- Episode no.: Series 2 Episode 2
- Directed by: David Croft
- Story by: Jimmy Perry and David Croft
- Original air date: 8 March 1969
- Running time: 30 minutes

Episode chronology
| ← Previous "Operation Kilt" | Next → "The Loneliness of the Long Distance Walker" |

= The Battle of Godfrey's Cottage =

Episode of the British sitcom Dad's Army

"The Battle of Godfrey's Cottage" is an episode in the British comedy series Dad's Army. It was originally transmitted on Saturday 8 March 1969.

==Synopsis==
Hearing the church bells ring (which is the signal indicating the start of a German invasion), Mainwaring, Jones and Frazer go to Godfrey's cottage to defend an important crossroads nearby. Wilson, Pike and Walker also hear the bells and take up positions in the summerhouse. Both groups mistake the other group for Germans.

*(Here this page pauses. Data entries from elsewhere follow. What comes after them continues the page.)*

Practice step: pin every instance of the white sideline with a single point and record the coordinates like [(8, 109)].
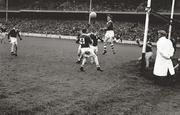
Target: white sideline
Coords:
[(72, 37)]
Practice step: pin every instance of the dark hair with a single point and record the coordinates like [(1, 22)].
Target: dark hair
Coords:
[(109, 15)]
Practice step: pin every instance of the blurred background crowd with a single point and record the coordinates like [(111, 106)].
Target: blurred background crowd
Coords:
[(83, 5), (124, 29)]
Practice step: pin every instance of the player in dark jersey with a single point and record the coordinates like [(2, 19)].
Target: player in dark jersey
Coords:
[(3, 29), (109, 36), (12, 36), (86, 51), (149, 52)]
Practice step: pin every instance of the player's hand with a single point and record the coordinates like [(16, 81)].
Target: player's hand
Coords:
[(137, 41)]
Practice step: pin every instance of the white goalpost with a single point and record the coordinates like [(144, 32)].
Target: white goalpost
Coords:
[(171, 19), (148, 9)]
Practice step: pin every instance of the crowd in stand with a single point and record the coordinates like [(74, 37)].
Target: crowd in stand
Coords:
[(125, 30), (83, 5)]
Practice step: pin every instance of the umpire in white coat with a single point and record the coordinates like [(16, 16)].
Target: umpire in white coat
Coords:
[(163, 63)]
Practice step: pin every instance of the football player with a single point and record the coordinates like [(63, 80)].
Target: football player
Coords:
[(3, 29), (86, 51), (109, 35), (12, 36)]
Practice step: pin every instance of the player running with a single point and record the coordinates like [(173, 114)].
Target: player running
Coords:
[(86, 51), (12, 36), (94, 45), (109, 35)]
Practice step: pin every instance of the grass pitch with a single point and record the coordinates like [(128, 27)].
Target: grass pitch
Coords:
[(45, 80)]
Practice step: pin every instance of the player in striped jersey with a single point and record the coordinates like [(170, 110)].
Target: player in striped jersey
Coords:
[(109, 36)]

(This should not be confused with the Dad's Army (1971 film) where workmen arrive at the church to take away its bells to be melted down into weapons. The Vicar decides to give them one last ring, which is mistaken for an invasion alert and causes the platoon to barricade the main road).

==Plot==
While most of the platoon are on their way to the cinema to see a training film, the church bells ring, and Mainwaring, Jones and Frazer take up a defensive position at Godfrey's cottage. Wilson, Pike, Walker and Sponge are unable to find the others, and, leaving Sponge behind at the command post, head to Godfrey's cottage. There they see Jones, wearing one of Godfrey's old German helmets, and fire at him. Meanwhile, Godfrey's sisters shake a tablecloth out of the window, which is interpreted by Wilson as a surrender. In the end, Sponge starts firing on Mainwaring and Wilson.

==Cast==

- Arthur Lowe as Captain Mainwaring
- John Le Mesurier as Sergeant Wilson
- Clive Dunn as Lance Corporal Jones
- John Laurie as Private Frazer
- James Beck as Private Walker
- Arnold Ridley as Private Godfrey
- Ian Lavender as Private Pike
- Janet Davies as Mrs Pike
- Amy Dalby as Dolly
- Nan Braunton as Cissy
- Bill Pertwee as ARP Warden Hodges
- Colin Bean as Private Sponge

==Notes==
1. This programme was formerly one of the missing Dad's Army episodes and was thought to be irretrievably lost for many years. However, in June 2001 this episode and Operation Kilt were returned to the BBC. The film cans were in a poor condition and the film itself had seriously deteriorated. Following restoration by BBC technicians, it was repeated.
2. This episode was originally titled "The Battle of Mon Repos".
3. Amy Dalby, who featured as Dolly Godfrey, died on 10 March 1969, two days after this episode was broadcast. She was replaced by Joan Cooper, Arthur Lowe's wife, when the character reappeared in later episodes.
4. This episode contains an anachronism, with the platoon preparing to watch the film Next of Kin (a real British propaganda film made, and screened, in 1942 to promote the British government message to the general public that "Careless talk costs lives"). However, according to dialogue spoken by the Verger in the much later series three episode Room at the Bottom (regarding the recent sinking of the German Battleship Bismarck), the events of that episode were set on either 27 or 28 May 1941, meaning that "The Battle for Godfrey's Cottage" must be set at the very least twelve months before the release of the film in UK cinemas.
5. It is never explained in the episode why the church bells were rung in the first place (which sets the series of events in the episode in motion). This error is corrected in the radio episode, where it is explained near the end of the episode that the bells were rung due to a ‘false alarm’.